As the film opens, Tom (Dolan) is bidding farewell to his boyfriend Guillaume, who has passed away in a tragic accident. Yet soon afterwards he's forced to conceal his feelings. Tom journeys to Guillaume's family's farm for the funeral. The family - mother Agathe (Lise Roy) and brother Francis (Pierre-Yves Cardinal) - remain unaware of Guillaume's sexual orientation. Under pressure from the vaguely menacing Francis, Tom continues to prop up the lie, and finds himself slowly sucked into life at the farm.
Dolan's first steps here are his clumsiest. Despite the moody photography, early scenes come front-loaded with Gabriel Yared's lush, bombastic score. As Tom meanders around the empty farm for the first time and Yared's strings flood the screen, it's tempting to write the whole thing off. Moments like these show Dolan struggling to acclimate to the genre trappings he so clearly wants to engage with (and indulge in).
Yet once the perfunctory first conversations are out of the way, Tom at the Farm starts to come alive with a Polanski-like attention to atmosphere. The style and content stop clashing, and come together to paint a fog-shrouded portrait of intimate, character-driven suspense and sexual tension. Yared's score, such an obnoxious distraction at the start, suddenly becomes wholly engrossing, even as it occaisionally threatens to recklessly upstage the drama.
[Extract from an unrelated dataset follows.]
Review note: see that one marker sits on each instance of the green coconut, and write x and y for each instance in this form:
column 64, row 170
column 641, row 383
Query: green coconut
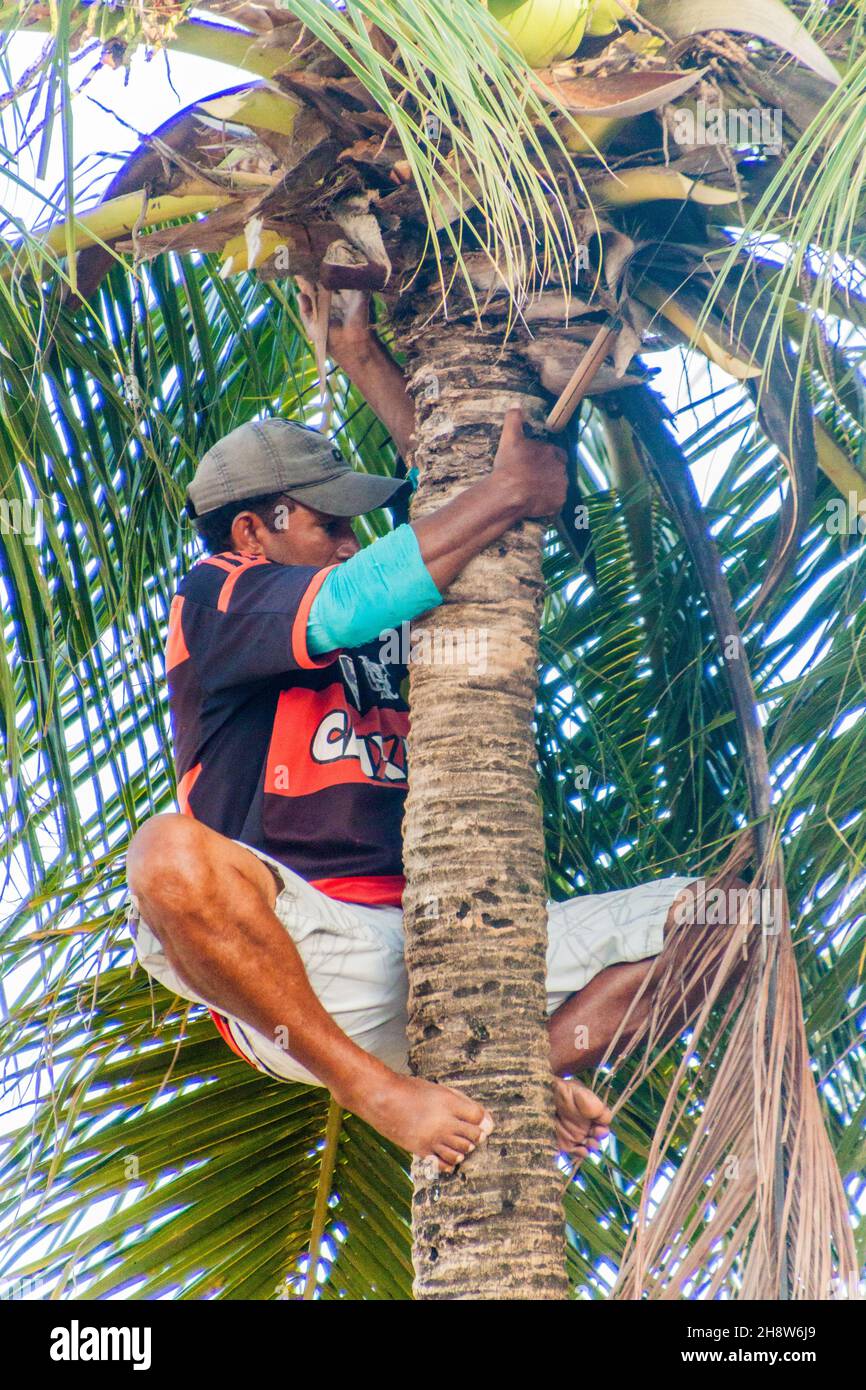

Beneath Dolan's typical attention to style, however, he's also put together a tight ensemble of strong performances. The writer/director/star likely won't win new converts with his acting style (his biggest change is that he's decked out with a heinous hairdo), yet his technique lends itself well to the story and character. That said, none of it would work half as well without the stellar turns from Roy and Cardinal, especially the latter.
Roy's Agathe starts as a doddering and oblivious old lady, but through Dolan's script, the actress is able to peel back the layers and reveal surprising and unsettling facets. Best in show honors easily go to Cardinal as the hulking, gruff and controlling Francis. Whether simply hovering over Tom or trapping him in sinister emotional games, the actor is a force to be reckoned with. Both of these roles could have been frustratingly one-note, and it's exhilarating to watch Dolan and his cast pay such attention to them. Even though Dolan's atmosphere is purposefully over the top, the cast keep enough buried so that their emotional explosions never slide into hysteria.
But after so much excellent material throughout the majority of the film, Dolan's ending come off as a bit of a whiff. There's hints at a payoff of sorts, but nothing truly materializes. It's enough make the whole film seem like less than the sum of its parts, and it leaves you wanting more in the wrong ways. Tom at the Farm's beginning and ending are the albatross around its metaphorical neck. After recovering so beautifully from its clumsy opening, having the finale arrive with so little impact, as though Dolan's hyperactive mind needed to wrap things on to move onto his next project (he's currently writing his fifth film). Yet even if, upon reflection, the film isn't quite the success it could have been, the excellence that defines the bulk of the duration is too good to ignore.